J'avais alors émis le code d'identification de mon aviso, mon code personnel, mon niveau de sécurité certifié, mes « lettres de créances » et mon ordre de mission. Surprise! Cela avait suffi à rassurer les autorités d'Yssub, qui m'avaient ordonné de poursuivre jusqu'à l'usine sans m'arrêter. À mon grand étonnement, nous n'avions pas été visités par les Vérificateurs d'Yssub, que l'on disait pourtant paranoïaques. D'autant plus étonnant, quand on considérait le nombre de navires arraisonnés que nous avions dépassés sur notre route vers Yssub.  

- Il se passe quelque chose, fis-je remarquer au pirate. Tout ces vaisseaux immobilisés, ce n'est pas normal.

- Pas du tout contents, les citoyens, nota Gus après un rapide balayage des ondes. Plusieurs réclament la peau des fesses du directeur de l'usine.

À cinq kilomètres de notre but, nous reçûmes un message radio, sans image.

- Coup de pot, coupez tout, nous vous prenons en charge.

Je me hâtai d'obéir. Aussitôt, un rayon-tracteur saisit l'aviso et l'amena avec  précision au dock qu’on nous avait alloué. Une légère secousse, un claquement sec.

- Nous sommes arrimés, garçon, confirma Gus.

- Très bien. Je vais chercher l'information dont j'ai besoin, et je reviens. Ça ne me prendra pas plus d'un quart d'heure.

Derrière sa barbe rousse, Gus m'adressa un air sceptique.

- Promis, ajoutai-je. En m'attendant, garde le fort.

Il ne dit rien, mais je vis bien que je ne l'avais pas convaincu. Pourtant, j'étais sincère. Je n'avais pas la moindre envie de m'attarder à Yssub.

Emmenant avec moi le disque contenant les données que m'avait fait parvenir mon patron, et un sac rempli de quelques outils et instruments indispensables pigés dans mon caisson, je passai dans le sas du Coup de pot. La porte extérieure coulissa. De l'autre côté, un petit homme à la calvitie avancée, aux yeux verts et aux oreilles pointues m'attendait, bras ouverts.

- Qu'est-ce que...

Je n'eus pas le temps d'en dire plus. Déjà, il me serrait contre lui et, se hissant sur la pointe des pieds, m'embrassait sur la bouche. Je le repoussai, mais il s'accrocha à moi.
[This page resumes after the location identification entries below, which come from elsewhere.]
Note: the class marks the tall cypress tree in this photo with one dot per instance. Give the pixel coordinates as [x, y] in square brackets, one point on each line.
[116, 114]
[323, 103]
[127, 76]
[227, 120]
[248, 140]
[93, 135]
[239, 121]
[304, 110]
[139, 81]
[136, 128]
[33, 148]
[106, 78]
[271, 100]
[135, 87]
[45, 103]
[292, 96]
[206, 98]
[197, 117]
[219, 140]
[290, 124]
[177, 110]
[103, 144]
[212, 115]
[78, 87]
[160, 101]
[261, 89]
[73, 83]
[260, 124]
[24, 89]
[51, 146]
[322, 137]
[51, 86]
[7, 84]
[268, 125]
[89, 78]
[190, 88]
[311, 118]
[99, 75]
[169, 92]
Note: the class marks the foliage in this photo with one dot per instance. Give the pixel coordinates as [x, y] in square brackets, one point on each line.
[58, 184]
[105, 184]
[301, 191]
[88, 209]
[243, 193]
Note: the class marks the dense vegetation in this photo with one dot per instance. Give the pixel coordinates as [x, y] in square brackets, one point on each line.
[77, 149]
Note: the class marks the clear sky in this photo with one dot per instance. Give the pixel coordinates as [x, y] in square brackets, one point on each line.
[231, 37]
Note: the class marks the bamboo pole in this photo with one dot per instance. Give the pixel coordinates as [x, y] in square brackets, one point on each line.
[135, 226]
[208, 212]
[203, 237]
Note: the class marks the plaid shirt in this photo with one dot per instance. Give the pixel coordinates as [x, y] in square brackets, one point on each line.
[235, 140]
- Je suis si heureux de vous voir! s'exclama-t-il. Si heureux, si heureux! Si vous saviez comme je suis heureux.

Il me lâcha enfin, mais pour mieux me prendre par le bras.
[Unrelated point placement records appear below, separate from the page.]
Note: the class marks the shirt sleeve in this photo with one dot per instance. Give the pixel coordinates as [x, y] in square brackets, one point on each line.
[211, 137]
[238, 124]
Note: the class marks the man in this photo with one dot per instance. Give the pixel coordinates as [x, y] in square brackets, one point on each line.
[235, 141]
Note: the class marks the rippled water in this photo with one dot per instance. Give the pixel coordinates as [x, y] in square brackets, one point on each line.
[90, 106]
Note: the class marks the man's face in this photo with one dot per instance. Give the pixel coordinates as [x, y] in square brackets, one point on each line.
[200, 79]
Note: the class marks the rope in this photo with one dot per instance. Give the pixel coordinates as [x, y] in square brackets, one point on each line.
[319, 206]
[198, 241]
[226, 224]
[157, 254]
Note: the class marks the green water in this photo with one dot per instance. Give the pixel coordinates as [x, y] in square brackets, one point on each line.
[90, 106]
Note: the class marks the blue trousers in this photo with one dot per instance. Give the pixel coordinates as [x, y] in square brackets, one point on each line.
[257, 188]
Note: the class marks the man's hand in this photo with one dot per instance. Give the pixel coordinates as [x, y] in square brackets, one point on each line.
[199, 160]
- C'est épouvantable! s'exclama-t-il en m'entraînant hors de la pièce à peu près nue qui servait de salle d'accueil.

À qui le disait-il! Je n'avais jamais été embrassé par un homme.

- Heureusement, vous avez fait vite, continua-t-il, visiblement soulagé.

Nous passâmes directement dans une cabine d'ascenseur qui, sitôt ses portes refermées, se mit à descendre. Pendant tout le trajet, qui me parut interminable, je me demandai de quoi parlait le petit homme. Je finis par l'interroger subtilement, mine de rien.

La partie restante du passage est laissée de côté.